Journaling Crossroads

As I try to rest and recover from surgery, I've been doing a lot of aimless sitting at my studio table.  I suppose this could be blamed on post-surgical fatigue or painkillers (although my intake of that is minimal by now.)  In truth, when it comes to art journaling, I was staring blankly at my journals long before my latest trip under the knife.  My journals, so long my best friends, have become strangers or in the very least, acquaintances I wish I knew better.

I've felt for a while now that I'm at a crossroads with journaling.  Don't get me wrong: I love it but I do feel like my journals aren't working for me.  Instead of collaging and painting, confessing, chronicling and/or affirming, I'm busy having an affair with my sketchbooks...no fancy pages or deep, dark thoughts...just musings in pencil or pen.  I have dozens of sketchbooks and for the past several weeks, I've worked in one or more of them every day.

I see my sketchbook work as separate and unrelated to my art journaling.  My journals feel like a collection of mini art projects while my sketchbooks are the foundation of my art life.  In my journals, I worry about the end product; in contrast, I pour my brain and heart into my sketchbooks without a care in the world.  My journals are work and my sketchbooks are play.  That division is frustrating to me and I am trying to develop some sort of format that combines the best of both worlds.

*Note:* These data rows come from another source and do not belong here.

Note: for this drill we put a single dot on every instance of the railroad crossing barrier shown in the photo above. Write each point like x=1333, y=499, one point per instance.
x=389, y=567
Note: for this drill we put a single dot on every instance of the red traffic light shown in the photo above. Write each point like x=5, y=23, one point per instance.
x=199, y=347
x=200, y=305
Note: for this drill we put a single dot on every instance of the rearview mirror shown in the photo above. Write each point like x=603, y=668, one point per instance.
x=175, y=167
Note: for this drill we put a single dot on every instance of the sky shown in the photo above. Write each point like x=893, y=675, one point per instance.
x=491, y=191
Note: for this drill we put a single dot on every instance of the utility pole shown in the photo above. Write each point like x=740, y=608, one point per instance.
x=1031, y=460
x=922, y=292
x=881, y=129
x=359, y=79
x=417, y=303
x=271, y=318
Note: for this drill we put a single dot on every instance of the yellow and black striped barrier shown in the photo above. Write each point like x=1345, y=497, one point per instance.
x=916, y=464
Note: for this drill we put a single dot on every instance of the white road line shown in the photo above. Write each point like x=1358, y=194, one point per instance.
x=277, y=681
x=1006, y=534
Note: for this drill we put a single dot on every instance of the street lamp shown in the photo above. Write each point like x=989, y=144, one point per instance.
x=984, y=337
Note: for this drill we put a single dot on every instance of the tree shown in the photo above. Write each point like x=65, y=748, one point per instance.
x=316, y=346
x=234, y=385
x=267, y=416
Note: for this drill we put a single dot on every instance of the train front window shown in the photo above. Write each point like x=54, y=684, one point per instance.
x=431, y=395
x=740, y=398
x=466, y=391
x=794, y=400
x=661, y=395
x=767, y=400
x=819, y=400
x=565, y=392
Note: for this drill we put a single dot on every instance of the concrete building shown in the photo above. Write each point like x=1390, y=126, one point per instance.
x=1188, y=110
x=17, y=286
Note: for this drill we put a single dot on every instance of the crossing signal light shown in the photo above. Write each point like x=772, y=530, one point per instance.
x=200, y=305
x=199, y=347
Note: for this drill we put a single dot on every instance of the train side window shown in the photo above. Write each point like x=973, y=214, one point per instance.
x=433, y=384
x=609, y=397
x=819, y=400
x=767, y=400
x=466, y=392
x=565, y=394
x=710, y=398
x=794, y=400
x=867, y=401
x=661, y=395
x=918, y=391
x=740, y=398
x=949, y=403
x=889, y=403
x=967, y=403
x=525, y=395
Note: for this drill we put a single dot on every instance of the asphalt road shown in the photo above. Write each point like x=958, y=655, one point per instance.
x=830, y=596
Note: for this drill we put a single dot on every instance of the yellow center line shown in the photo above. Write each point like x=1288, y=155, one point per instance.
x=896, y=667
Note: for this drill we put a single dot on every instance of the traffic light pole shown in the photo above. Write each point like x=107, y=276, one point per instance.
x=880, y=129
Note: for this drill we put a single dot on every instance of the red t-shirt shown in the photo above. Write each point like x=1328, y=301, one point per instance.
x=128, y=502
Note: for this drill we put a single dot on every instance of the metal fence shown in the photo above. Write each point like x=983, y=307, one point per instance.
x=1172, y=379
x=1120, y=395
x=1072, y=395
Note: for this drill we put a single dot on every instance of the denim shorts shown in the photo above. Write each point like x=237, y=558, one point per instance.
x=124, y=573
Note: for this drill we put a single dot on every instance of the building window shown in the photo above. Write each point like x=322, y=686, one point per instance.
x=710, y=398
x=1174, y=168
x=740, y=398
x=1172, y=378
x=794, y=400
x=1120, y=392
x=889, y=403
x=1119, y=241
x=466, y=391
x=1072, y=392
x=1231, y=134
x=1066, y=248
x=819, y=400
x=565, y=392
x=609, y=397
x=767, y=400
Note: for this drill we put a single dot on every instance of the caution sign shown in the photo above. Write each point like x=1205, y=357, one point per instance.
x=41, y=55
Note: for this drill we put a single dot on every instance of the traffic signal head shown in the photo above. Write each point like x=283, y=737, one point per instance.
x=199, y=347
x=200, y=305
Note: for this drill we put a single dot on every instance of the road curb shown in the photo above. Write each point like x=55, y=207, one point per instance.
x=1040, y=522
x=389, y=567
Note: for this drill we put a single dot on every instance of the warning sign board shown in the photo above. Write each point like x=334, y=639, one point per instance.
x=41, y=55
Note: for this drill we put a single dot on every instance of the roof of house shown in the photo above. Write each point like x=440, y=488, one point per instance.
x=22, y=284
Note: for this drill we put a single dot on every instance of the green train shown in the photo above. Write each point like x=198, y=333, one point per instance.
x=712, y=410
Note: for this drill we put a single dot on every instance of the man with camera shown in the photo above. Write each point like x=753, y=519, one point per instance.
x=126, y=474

I don't want to give up my more "arty" journals but my time and energy are limited.  I don't feel like I can do both but I do feel like both ways of recording my life are important.  It is a conundrum and I've been stewing over this problem for a while.  In fact, I actually feel a little anxious now when working in some of my journals.  When I open them to the next blank page, I often hesitate, unsure of how to proceed.  Instead of letting go, I shut down. 

I don't want a bunch of unfinished journals lying around.  And some of my journals still feel relevant; ironically, those are the ones that I've neglected the longest.  I keep thinking the answer will suddenly become clear or that I'll realize it isn't really about journaling versus sketching but rather more about a sneaky and stubborn case of creative block.  I think the best thing to do is to stop worrying about it, stop overanalyzing, stop problem-solving and just get on with the art, no matter what form that takes.  Easier said than done but I'm going to give it a whirl.  Hang on tight...this ride may get a little wild....

1 comment:

  1. Oh my word can I ever relate to this post! I struggle with the same issues, and right now I have about a billion journals I've started and I'm feeling discombobulated about it all. I am taking Mary Ann's FTB class too, and I'm thinking that I might try to just stick everything imaginable into my FTB journal and see what happens! Good luck to you!